Weekly photo challenge: Unusual

Death is something I hate thinking about, let alone writing about.  But when choosing photos from Egypt in 1942, there are so many whose subject is death that I will inevitably have to consider them.  I selected this image which, since my childhood, has always turned me cold but curious, simply because of the caption my father wrote beneath it:  Dead City, Cairo.  Until last week when I was researching the cemetery near the pyramids (see my entry for the ‘Contrast’ challenge), I never knew that Dead City was a cemetery.
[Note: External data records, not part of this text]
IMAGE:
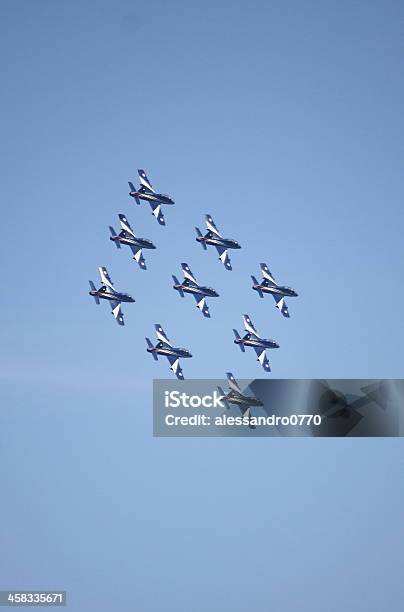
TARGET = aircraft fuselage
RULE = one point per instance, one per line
(226, 243)
(276, 290)
(159, 198)
(142, 243)
(206, 291)
(257, 342)
(107, 295)
(170, 351)
(243, 400)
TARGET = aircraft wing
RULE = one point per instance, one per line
(137, 256)
(262, 358)
(117, 312)
(267, 274)
(201, 304)
(224, 257)
(281, 304)
(144, 181)
(233, 384)
(156, 208)
(105, 278)
(246, 412)
(210, 224)
(125, 225)
(249, 327)
(161, 334)
(175, 366)
(188, 273)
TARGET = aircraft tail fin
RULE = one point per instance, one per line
(113, 234)
(176, 282)
(254, 280)
(133, 191)
(92, 287)
(242, 348)
(222, 399)
(150, 345)
(200, 235)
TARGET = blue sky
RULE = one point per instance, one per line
(284, 121)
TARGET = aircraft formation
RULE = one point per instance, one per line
(189, 284)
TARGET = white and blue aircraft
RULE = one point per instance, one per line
(127, 236)
(108, 292)
(165, 348)
(147, 193)
(236, 397)
(214, 238)
(278, 292)
(251, 338)
(189, 285)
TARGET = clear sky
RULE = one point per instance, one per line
(284, 121)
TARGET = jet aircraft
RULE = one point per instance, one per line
(213, 237)
(165, 348)
(251, 338)
(236, 397)
(127, 236)
(147, 193)
(269, 285)
(108, 292)
(189, 285)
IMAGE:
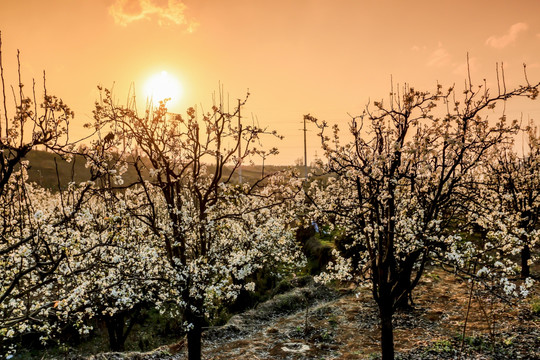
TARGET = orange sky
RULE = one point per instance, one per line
(327, 58)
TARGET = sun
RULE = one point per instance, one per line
(163, 86)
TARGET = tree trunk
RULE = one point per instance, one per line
(387, 330)
(194, 337)
(525, 257)
(115, 328)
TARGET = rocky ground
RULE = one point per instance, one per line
(313, 322)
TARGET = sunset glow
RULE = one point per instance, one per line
(163, 86)
(295, 57)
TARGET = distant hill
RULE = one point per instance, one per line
(43, 167)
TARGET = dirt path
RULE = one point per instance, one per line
(345, 325)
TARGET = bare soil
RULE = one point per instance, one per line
(343, 324)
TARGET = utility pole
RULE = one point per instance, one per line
(239, 144)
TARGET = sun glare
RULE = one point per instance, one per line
(163, 86)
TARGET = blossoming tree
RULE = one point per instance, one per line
(398, 185)
(214, 232)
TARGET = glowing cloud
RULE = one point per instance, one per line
(500, 42)
(166, 12)
(439, 58)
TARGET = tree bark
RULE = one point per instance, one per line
(194, 337)
(115, 328)
(387, 330)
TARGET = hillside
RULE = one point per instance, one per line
(44, 166)
(342, 323)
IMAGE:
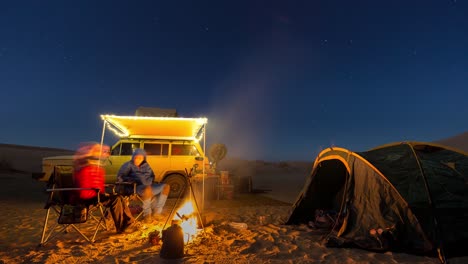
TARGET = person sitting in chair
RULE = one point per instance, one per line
(88, 173)
(154, 195)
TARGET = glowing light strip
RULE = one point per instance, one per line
(116, 132)
(125, 133)
(200, 121)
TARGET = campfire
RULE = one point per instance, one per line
(188, 218)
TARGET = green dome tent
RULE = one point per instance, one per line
(415, 194)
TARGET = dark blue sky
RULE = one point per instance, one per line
(277, 80)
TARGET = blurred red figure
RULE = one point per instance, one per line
(88, 173)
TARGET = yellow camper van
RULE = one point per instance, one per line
(172, 145)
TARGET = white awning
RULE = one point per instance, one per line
(155, 127)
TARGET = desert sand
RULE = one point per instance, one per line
(22, 200)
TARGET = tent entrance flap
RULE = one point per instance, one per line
(325, 192)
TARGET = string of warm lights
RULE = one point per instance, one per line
(117, 124)
(118, 133)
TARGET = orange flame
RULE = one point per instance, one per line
(189, 221)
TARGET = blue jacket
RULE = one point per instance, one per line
(142, 175)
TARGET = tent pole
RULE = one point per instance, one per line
(440, 249)
(102, 141)
(203, 170)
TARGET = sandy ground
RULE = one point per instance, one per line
(22, 200)
(270, 242)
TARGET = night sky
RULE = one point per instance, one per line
(277, 80)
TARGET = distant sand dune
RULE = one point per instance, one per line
(27, 158)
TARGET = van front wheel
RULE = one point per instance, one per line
(177, 183)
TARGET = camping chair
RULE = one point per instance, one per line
(134, 201)
(71, 213)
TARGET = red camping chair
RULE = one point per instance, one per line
(71, 213)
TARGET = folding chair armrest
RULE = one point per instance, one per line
(126, 184)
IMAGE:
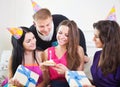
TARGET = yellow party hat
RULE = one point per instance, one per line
(35, 6)
(16, 32)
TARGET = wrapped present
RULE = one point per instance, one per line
(26, 77)
(77, 79)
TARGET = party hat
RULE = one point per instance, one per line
(112, 15)
(16, 32)
(35, 6)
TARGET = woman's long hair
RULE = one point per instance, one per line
(18, 50)
(110, 37)
(73, 59)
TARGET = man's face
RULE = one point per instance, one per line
(44, 26)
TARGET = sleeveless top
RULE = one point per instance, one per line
(36, 68)
(53, 73)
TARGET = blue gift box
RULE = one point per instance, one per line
(76, 78)
(26, 77)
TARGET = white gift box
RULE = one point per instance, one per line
(76, 78)
(26, 77)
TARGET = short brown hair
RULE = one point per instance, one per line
(43, 13)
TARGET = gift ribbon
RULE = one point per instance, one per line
(74, 75)
(27, 73)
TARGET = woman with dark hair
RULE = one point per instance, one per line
(67, 55)
(105, 69)
(24, 52)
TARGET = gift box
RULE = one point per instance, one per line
(26, 77)
(77, 78)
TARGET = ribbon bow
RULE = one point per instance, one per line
(26, 73)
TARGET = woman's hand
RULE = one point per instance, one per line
(60, 68)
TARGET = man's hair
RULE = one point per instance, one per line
(43, 13)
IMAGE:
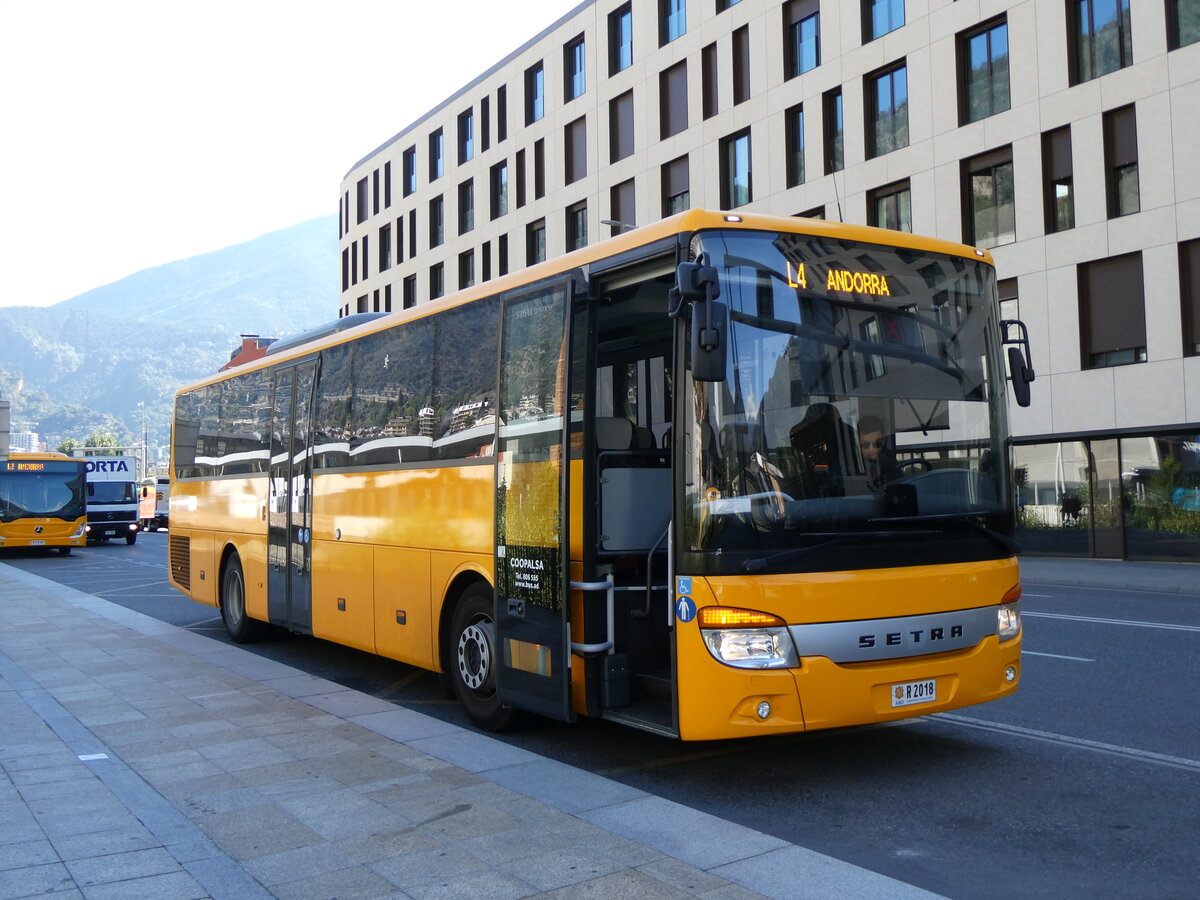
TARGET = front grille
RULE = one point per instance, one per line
(181, 561)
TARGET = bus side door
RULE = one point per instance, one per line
(532, 469)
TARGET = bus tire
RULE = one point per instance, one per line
(473, 660)
(240, 627)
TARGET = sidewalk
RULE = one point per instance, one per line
(1120, 574)
(139, 760)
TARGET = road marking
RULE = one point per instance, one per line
(1128, 753)
(1110, 622)
(1056, 655)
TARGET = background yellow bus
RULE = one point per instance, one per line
(42, 502)
(634, 483)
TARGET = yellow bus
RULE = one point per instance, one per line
(42, 502)
(718, 477)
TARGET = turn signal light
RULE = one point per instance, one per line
(732, 617)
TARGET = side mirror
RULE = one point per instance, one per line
(1020, 367)
(709, 328)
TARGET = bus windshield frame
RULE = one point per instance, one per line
(862, 421)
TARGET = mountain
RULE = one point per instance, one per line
(85, 364)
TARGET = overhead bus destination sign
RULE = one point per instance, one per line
(843, 281)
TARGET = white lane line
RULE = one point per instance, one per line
(1128, 753)
(1093, 619)
(1056, 655)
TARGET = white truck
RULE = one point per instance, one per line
(113, 497)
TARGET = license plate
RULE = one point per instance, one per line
(911, 693)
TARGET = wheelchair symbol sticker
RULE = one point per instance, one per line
(685, 609)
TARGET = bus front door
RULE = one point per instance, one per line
(289, 501)
(532, 469)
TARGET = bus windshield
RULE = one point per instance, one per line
(862, 419)
(54, 492)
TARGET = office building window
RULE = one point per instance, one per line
(708, 71)
(1059, 183)
(989, 211)
(437, 163)
(520, 179)
(409, 166)
(466, 137)
(887, 97)
(880, 17)
(535, 94)
(621, 205)
(384, 247)
(834, 131)
(673, 100)
(736, 183)
(676, 190)
(802, 36)
(576, 226)
(621, 39)
(1189, 294)
(1182, 23)
(574, 76)
(575, 150)
(1101, 39)
(672, 21)
(502, 114)
(466, 205)
(539, 168)
(1121, 161)
(360, 197)
(1111, 311)
(742, 65)
(983, 71)
(891, 207)
(437, 222)
(499, 189)
(793, 144)
(1009, 303)
(535, 243)
(437, 281)
(621, 126)
(466, 269)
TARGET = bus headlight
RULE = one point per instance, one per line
(1008, 621)
(745, 639)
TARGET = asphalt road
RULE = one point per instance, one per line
(1085, 784)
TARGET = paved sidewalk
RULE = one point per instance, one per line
(139, 760)
(1120, 574)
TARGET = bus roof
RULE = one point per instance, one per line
(683, 223)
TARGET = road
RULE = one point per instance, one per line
(1085, 784)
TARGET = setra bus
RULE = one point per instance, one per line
(42, 502)
(718, 477)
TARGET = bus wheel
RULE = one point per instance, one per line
(473, 660)
(240, 627)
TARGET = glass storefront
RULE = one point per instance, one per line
(1135, 497)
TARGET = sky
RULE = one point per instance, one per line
(137, 132)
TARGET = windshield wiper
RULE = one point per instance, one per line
(965, 519)
(759, 563)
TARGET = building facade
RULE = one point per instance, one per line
(1057, 133)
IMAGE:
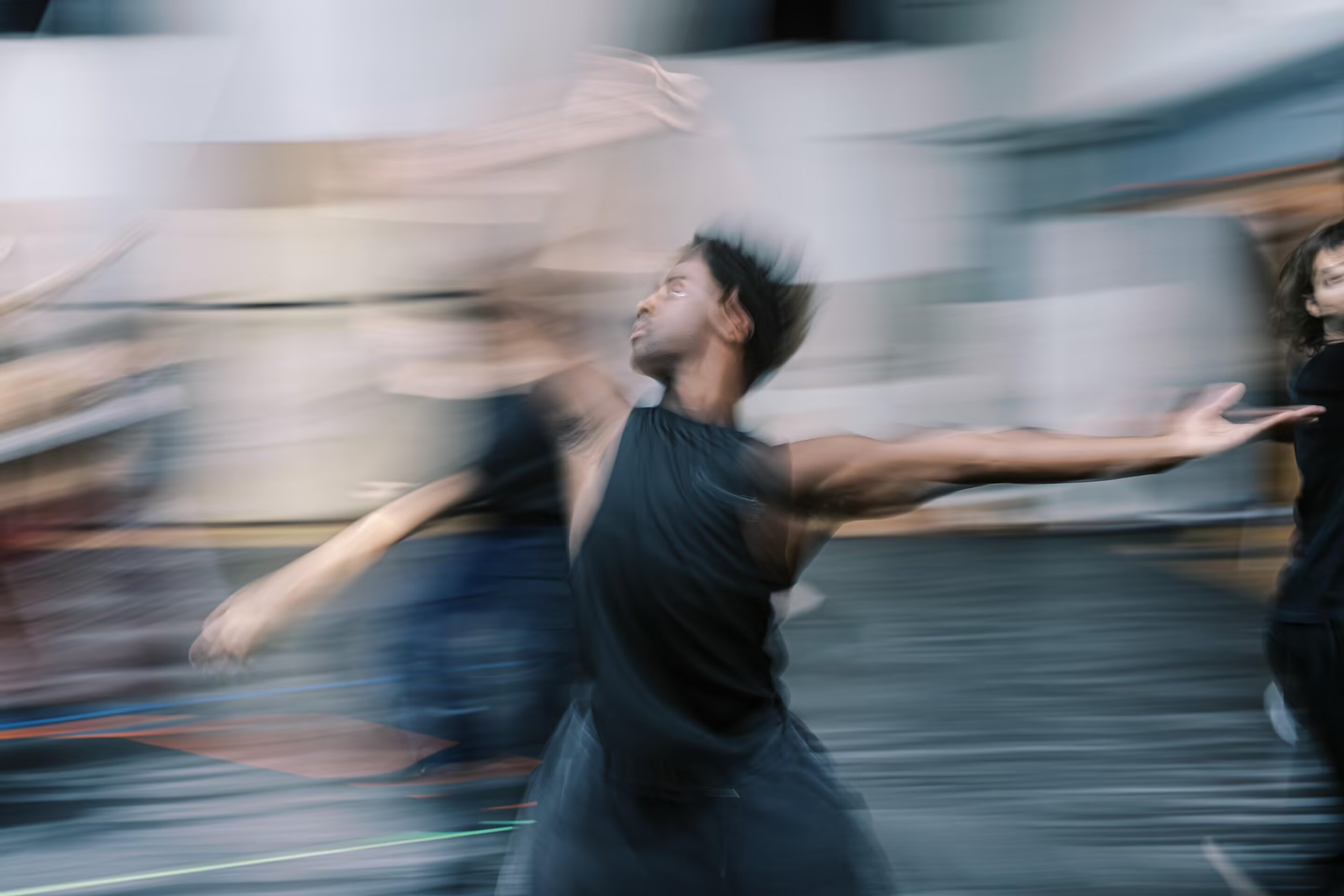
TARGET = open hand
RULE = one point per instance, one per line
(1202, 429)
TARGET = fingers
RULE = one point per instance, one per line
(1284, 418)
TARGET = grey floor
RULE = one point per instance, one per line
(1023, 715)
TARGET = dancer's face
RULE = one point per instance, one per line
(676, 320)
(1327, 300)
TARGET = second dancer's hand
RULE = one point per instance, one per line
(242, 623)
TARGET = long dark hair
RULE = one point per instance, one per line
(1304, 332)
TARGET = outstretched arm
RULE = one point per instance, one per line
(852, 477)
(256, 612)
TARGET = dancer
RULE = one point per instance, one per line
(681, 769)
(1305, 636)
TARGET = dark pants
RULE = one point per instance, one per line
(780, 825)
(1308, 663)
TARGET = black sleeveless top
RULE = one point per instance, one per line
(676, 625)
(1311, 588)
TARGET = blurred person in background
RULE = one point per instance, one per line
(493, 656)
(679, 769)
(1305, 637)
(488, 655)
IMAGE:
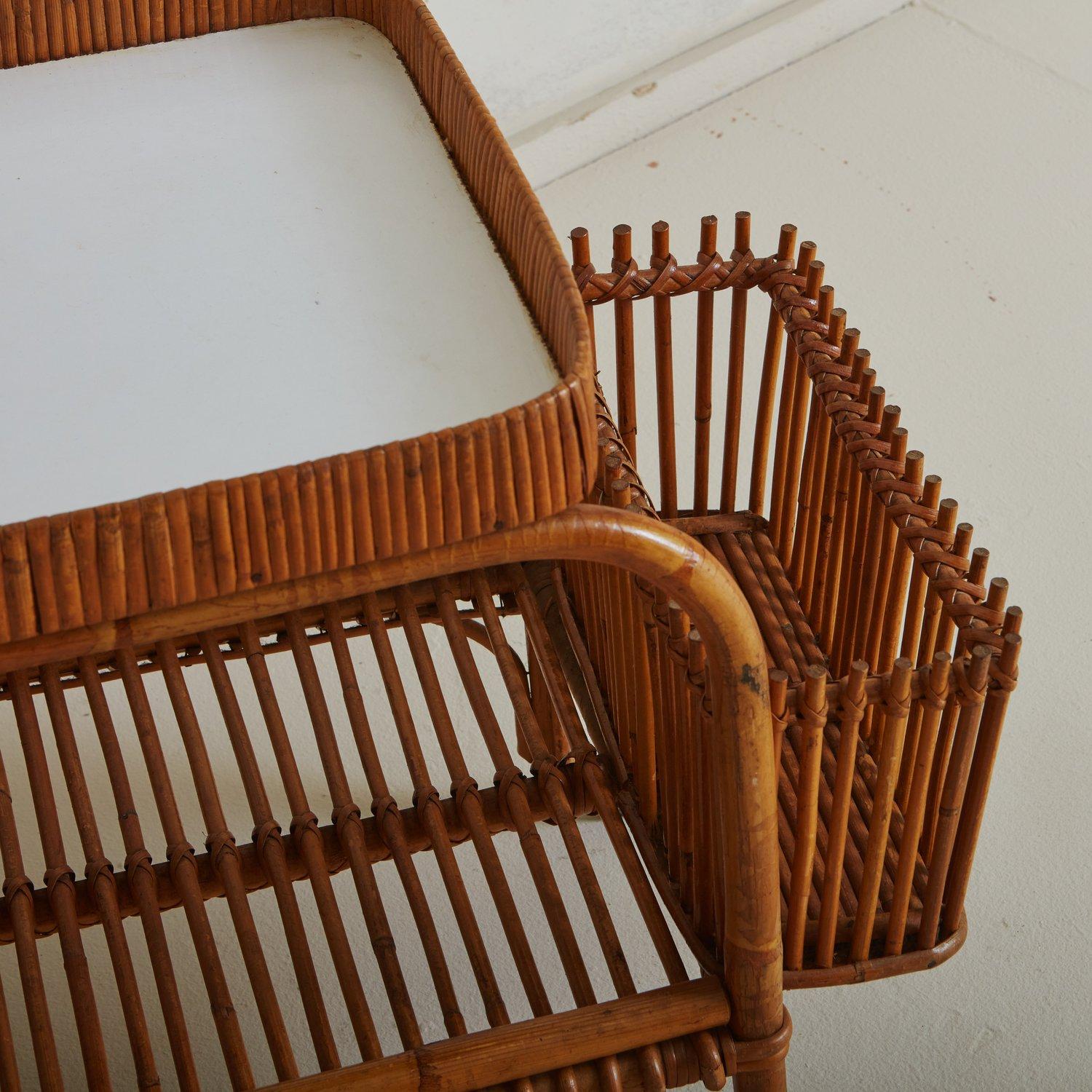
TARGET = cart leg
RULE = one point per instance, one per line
(764, 1080)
Today there are about half a million people living in the City of the Dead due to Cairo’s exploding population. They live in the tomb buildings as slum-dwellers and have no electricity or sanitation.  However, some good people are growing micro-gardens in the Dead City complex which give the residents a way to produce some food for themselves and sell the surplus at the markets.  Tomatoes and strawberries, mint, aubergines and peppers are popular and grow well because of their shallow roots, not in soil but in a layer of minerals laid on top of the sand.  Read more about the project here:  http://www.abitare.it/en/liveinslums/the-microjardins-in-the-city-of-the-dead/

The building in the foreground is in the Mamluk cemetery.  It’s the mausoleum of Sultan Al-Ashraf Barsbay, built in 1432 AD.

So through blogging I’ve learnt of three unusual things:  Dead City is actually a city built for the dead;  half a million people are living amongst the dead;  a few others care enough to start vegetable gardens here and improve the lives of poor cemetery dwellers.